Bundesrat und Parlament hatten nach der Annahme der Ausschaffungsinitiative keine einfache Aufgabe. Wenn die Mehrheit der staatspolitischen Kommission des Nationalrats nun eine Umsetzung nach den Vorgaben der Durchsetzungsinitiative beantragt, ist dies aber nicht nur eine politische Kapitulationserklärung. Sondern auch ine Missachtung der doppelten Aufgabe des Parlaments: Es hat nicht nur Initiativen umzusetzen, sondern dabei auch die ebenfalls in der Verfassung festgelegten Grundprinzipien und -werte zu beachten. (Erschienen in der NZZ, 17.3.2014)
Die Schweiz versteht sich als demokratischen Rechtsstaat. Das heisst: Rechtsstaatlichkeit und Demokratie bedingen sich gegenseitig. Gerade weil die ausgebaute direkte Demokratie, das eine Bein, den Stimmberechtigten sehr viel Mitsprache zugesteht, ist es umgekehrt umso wichtiger, auch das andere Bein, die Grundrechte, zu beachten. Immerhin geht es dabei um fundamentale liberale Werte: die Einschränkung der staatlichen Macht durch das Prinzip, dass alles Staatshandeln durch ein öffentliches Interesse gerechtfertigt und verhältnismässig sein muss und in Beachtung des Völkerrechts erfolgt. So hält es die Bundesverfassung in Artikel 5 fest. Demokratische Volksrechte müssen immer auch durch individuelle Grundrechte ergänzt sein – sonst kann aus der Demokratie eine Tyrannei der Mehrheit werden. Doch wie wird dies institutionell garantiert?

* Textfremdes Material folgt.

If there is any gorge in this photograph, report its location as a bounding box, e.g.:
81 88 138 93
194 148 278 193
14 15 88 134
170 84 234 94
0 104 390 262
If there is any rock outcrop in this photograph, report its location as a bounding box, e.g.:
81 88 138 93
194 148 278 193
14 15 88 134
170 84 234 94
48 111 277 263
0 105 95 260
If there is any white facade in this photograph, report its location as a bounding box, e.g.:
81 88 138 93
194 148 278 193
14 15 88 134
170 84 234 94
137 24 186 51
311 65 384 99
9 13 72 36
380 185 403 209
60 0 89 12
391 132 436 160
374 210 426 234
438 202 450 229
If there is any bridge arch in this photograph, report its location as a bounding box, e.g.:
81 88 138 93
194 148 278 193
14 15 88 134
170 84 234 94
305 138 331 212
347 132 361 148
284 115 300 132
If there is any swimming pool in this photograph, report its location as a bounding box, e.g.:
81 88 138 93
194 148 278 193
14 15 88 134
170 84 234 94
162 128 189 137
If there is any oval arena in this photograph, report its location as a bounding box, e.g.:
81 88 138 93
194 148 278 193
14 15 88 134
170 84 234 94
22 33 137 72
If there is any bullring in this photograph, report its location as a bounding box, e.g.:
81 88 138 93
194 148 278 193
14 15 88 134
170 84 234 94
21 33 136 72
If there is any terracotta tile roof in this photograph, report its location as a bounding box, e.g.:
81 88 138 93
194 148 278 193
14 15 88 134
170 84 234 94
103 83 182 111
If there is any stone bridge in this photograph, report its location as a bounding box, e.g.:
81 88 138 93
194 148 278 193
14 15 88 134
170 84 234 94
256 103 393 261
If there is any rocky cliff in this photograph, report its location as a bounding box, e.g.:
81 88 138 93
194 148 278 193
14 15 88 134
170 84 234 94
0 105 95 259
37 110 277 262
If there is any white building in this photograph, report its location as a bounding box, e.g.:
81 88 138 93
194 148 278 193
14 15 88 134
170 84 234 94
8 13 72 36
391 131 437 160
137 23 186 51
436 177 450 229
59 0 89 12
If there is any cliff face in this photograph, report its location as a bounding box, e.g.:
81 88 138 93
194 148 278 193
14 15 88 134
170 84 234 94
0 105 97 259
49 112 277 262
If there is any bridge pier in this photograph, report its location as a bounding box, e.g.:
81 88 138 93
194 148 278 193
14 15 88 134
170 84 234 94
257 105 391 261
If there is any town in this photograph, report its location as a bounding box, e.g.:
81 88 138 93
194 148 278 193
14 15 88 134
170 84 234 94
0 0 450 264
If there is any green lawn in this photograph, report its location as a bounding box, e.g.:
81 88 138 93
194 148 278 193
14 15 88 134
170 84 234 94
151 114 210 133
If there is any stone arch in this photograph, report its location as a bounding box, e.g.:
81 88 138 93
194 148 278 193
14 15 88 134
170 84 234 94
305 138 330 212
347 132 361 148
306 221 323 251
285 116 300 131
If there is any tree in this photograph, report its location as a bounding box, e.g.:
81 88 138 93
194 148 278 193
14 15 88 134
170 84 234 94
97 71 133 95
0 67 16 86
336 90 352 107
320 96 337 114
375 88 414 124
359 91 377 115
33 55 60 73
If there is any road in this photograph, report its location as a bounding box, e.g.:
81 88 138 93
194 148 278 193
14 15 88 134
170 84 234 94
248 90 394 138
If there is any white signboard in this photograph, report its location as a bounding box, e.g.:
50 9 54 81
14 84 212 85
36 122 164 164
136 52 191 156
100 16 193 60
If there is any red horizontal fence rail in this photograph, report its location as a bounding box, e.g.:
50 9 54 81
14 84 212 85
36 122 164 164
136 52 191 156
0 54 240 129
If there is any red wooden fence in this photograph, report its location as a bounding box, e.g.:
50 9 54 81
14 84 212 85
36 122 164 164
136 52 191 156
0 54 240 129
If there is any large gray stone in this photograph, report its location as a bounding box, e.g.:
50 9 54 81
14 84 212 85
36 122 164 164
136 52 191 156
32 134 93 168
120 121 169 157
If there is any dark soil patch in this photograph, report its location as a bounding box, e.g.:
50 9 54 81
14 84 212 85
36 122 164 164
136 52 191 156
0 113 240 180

In der Schweiz gibt es bekanntlich kein Verfassungsgericht. Und selbst die ursprünglich vom Nationalrat geforderte konkrete Normenkontrolle, gemäss der das Bundesgericht Bundesgesetze anlässlich eines konkreten Einzelfalles auf dieVerfassungskonformität überprüfen und zur Überarbeitung an die Bundesversammlung zurückweisen könnte, wurde nach dem Nein des Ständerates schliesslich in der Wintersession 2012 beerdigt. Diese Ausgangslage überträgt dem Parlament die riesige Verantwortung, im Gesetzgebungsprozess nicht nur dem Volkswillen Nachachtung zu verschaffen, der mit der Annahme einer Initiative ausgedrückt wurde, sondern gleichzeitig selbst für die Einhaltung der zentralen Grundsätze des rechtsstaatlichen Handelns zu sorgen.
Alt Ständerat René Rhinow schreibt dazu treffend: «Als Argument wurde immer wieder vorgebracht, es sei an der Bundesversammlung als oberster Behörde des Bundes, die Bundesgesetze verfassungs- und völkerrechtskonform sowie rechtsstaatlich einwandfrei zu erlassen. Dieses Argument ist insofern richtig und gewichtig, als es dem Gesetzgeber obliegt, bei all seiner Tätigkeit die Schranken des Rechts, auch und vor allem der Bundesverfassung, zu wahren. (…) Nach der Ablehnung der Verfassungsgerichtsbarkeit muss sich die Bundesversammlung erst recht daran messen lassen, wie ernst sie es mit dem Schutz von Freiheit und Rechtsstaat nimmt.»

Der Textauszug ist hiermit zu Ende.